Si el estrecho de Ormuz permaneciera cerrado por tres meses, el precio del petróleo alcanzaría un máximo cercano a 150 dólares por barril. El promedio anual se ubicaría en 110 dólares, en lo que influiría la menor oferta y una mayor prima por riesgo geopolítico. Para la inflación global se estima un efecto en torno a 1,5 puntos porcentuales para el promedio de 2026.
La actividad de socios comerciales caería por este factor en torno a 0,6 puntos porcentuales.
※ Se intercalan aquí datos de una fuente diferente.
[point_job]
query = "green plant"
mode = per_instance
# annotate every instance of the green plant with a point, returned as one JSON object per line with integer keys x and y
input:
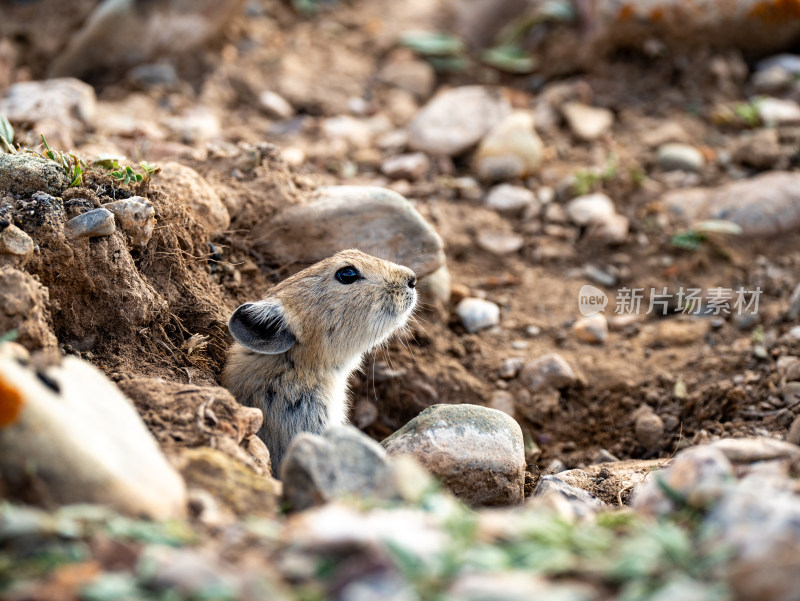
{"x": 6, "y": 136}
{"x": 74, "y": 167}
Este impacto más que compensaría el mayor crecimiento para 2026 que cabría esperar sin el escenario de conflicto. La economía chilena depende significativamente de la demanda externa de sus principales socios comerciales.
El análisis resalta la vulnerabilidad de los mercados emergentes ante shocks de oferta en el sector energético. La volatilidad en los precios del crudo afecta directamente la balanza comercial de Chile y sus exportaciones. Los mercados financieros locales reaccionarán ante cualquier señal de escalada en la región.
Las autoridades económicas vigilarán de cerca la evolución de los precios del petróleo y la seguridad marítima. El banco central mantendrá su postura de observación ante posibles ajustes en las proyecciones de inflación. Cualquier cambio en la oferta global exigirá una respuesta coordinada con el Ministerio de Hacienda.